Smartphone user must be sure that they get the same information as PC users.
#2. OVERSIZED IMAGES
Though switching to full version is back in the past, mobile Internet still can be slow at times. It’s common that large file size websites load heavily on smartphones. Best solution is to have images with proper file size and dimension.
According to Strangeloop research, 57% of users quit is the site take more then 3 seconds to load.
#3. TINY SYMBOLS AND ELEMENTS
‘Why do you have such big eyes, Granny?’ - ‘To see you better, my darling!’, as in comes from a Little Red Riding Hood. Thus it is highly unlikely that anyone is ready to peer through tiny icons, fonts and buttons in real life. Design your adaptive layout to make interface and navigation features to be visible as clearly as the Great Chinese Wall from space. Don’t force your customer to zoom in the button in order to tap it.
Use navigation elements that are big enough to be taped on the mobile device conveniently.

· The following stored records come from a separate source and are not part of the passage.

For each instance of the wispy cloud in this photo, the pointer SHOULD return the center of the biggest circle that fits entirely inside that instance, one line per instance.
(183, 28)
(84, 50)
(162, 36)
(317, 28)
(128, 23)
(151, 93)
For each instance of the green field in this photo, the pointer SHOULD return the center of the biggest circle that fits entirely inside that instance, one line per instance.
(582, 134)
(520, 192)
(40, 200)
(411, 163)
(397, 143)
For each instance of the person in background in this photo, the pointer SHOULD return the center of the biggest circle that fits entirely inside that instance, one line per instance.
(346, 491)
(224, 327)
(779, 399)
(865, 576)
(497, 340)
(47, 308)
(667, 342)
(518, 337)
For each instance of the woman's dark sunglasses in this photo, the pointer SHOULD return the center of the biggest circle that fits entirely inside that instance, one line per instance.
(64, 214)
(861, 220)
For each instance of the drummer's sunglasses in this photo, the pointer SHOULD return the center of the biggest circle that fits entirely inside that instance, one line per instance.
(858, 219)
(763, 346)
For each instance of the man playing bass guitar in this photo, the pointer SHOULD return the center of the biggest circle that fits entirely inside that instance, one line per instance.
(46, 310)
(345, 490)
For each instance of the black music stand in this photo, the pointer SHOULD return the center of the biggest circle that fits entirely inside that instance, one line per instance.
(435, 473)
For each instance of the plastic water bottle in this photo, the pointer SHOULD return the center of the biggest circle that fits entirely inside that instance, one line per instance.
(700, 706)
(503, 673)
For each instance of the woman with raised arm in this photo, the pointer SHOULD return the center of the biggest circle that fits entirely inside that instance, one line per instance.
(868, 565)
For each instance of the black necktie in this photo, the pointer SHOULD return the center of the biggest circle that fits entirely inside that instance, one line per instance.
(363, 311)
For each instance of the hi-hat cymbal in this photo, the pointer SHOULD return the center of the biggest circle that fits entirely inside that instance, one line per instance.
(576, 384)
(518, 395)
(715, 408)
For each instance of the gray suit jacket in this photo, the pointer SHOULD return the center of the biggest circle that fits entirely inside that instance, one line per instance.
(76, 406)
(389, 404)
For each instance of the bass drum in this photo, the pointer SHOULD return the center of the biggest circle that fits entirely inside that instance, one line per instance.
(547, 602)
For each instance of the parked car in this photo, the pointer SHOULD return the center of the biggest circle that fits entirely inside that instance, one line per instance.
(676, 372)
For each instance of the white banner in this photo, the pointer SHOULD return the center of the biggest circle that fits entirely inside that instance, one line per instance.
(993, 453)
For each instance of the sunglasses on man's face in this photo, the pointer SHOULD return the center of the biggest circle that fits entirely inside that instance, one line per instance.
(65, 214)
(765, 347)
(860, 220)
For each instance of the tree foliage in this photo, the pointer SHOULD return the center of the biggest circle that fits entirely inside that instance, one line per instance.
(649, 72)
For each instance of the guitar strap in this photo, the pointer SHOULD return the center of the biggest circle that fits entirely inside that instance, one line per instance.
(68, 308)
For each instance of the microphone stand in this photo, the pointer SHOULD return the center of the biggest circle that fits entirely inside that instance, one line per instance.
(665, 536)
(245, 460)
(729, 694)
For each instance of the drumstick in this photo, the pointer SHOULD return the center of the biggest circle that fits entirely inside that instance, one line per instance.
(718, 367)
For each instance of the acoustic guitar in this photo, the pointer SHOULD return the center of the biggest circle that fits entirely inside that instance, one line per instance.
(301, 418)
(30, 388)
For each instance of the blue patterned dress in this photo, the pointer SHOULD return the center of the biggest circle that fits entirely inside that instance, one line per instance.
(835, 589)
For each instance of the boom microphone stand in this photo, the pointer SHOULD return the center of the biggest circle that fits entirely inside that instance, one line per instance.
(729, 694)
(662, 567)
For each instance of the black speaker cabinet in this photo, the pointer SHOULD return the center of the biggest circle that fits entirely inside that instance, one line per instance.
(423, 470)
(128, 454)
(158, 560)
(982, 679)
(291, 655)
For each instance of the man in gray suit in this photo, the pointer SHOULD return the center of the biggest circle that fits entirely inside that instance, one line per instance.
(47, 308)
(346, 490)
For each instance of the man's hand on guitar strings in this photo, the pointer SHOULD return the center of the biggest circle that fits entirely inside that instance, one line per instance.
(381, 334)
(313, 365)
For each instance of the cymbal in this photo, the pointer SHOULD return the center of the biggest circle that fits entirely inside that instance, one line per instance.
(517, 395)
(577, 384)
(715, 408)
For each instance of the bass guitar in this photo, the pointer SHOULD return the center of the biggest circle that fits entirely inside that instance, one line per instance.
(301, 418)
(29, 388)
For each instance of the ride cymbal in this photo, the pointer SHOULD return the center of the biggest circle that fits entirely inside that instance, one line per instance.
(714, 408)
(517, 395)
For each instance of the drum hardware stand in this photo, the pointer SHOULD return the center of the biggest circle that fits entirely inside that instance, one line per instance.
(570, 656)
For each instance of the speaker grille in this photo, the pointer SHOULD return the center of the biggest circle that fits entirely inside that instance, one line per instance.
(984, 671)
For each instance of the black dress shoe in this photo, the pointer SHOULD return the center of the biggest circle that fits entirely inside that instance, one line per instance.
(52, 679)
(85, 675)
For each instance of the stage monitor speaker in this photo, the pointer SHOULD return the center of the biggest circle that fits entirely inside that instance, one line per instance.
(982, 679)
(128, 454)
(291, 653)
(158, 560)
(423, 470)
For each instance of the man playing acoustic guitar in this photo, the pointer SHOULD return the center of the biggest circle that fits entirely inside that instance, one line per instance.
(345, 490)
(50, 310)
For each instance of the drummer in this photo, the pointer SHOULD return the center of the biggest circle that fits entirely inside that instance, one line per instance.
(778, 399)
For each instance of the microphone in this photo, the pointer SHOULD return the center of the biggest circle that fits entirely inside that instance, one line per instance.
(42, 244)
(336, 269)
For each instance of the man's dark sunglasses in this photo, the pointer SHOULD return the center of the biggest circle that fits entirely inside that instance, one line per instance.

#4. IGNORING USER CUSTOMIZATION
Designing adaptive layout is important to consider the way people use certain devices. Take every detail into account: size, text entry mode, Internet connection, etc.
For instance, we use our smartphones mainly on the go with one hand. Additional score for large fonts. In this case navigation elements must be reachable with a thumb. Turn off hovers and animation, they are needless on mobile. Instead, care to make attractive static look without any extra effects.
Tablets are mainly used at home after work or in bed. It is important to include design for both vertical and horizontal position.
#5. MOBILE FIRST
Lately there is a trend to go ‘mobile first’ with website design. It contradicts the orthodox approach, where desktops are served first and mobiles later on.
There is nothing wrong with this new trend but some happen to mistreat it. It is false to start the whole project with the mobile version. The essence of this approach is to develop desktop and mobile versions simultaneously. This way you can think ahead and decide how to shuffle blocks, how to set those buttons, how to substitute animation, etc.
It is much easier to create a complex and detailed layout and simplify it after. Otherwise, you may end up doing the work twice and having flaws in final layout.
The point of ‘mobile first’ is to emphasise the importance of the adaptive layout. Mind that over a half of your customers will enter your site from a mobile device. That makes adaptive layout worth at least half of your time and effort. Creating the desktop version is only part of the job.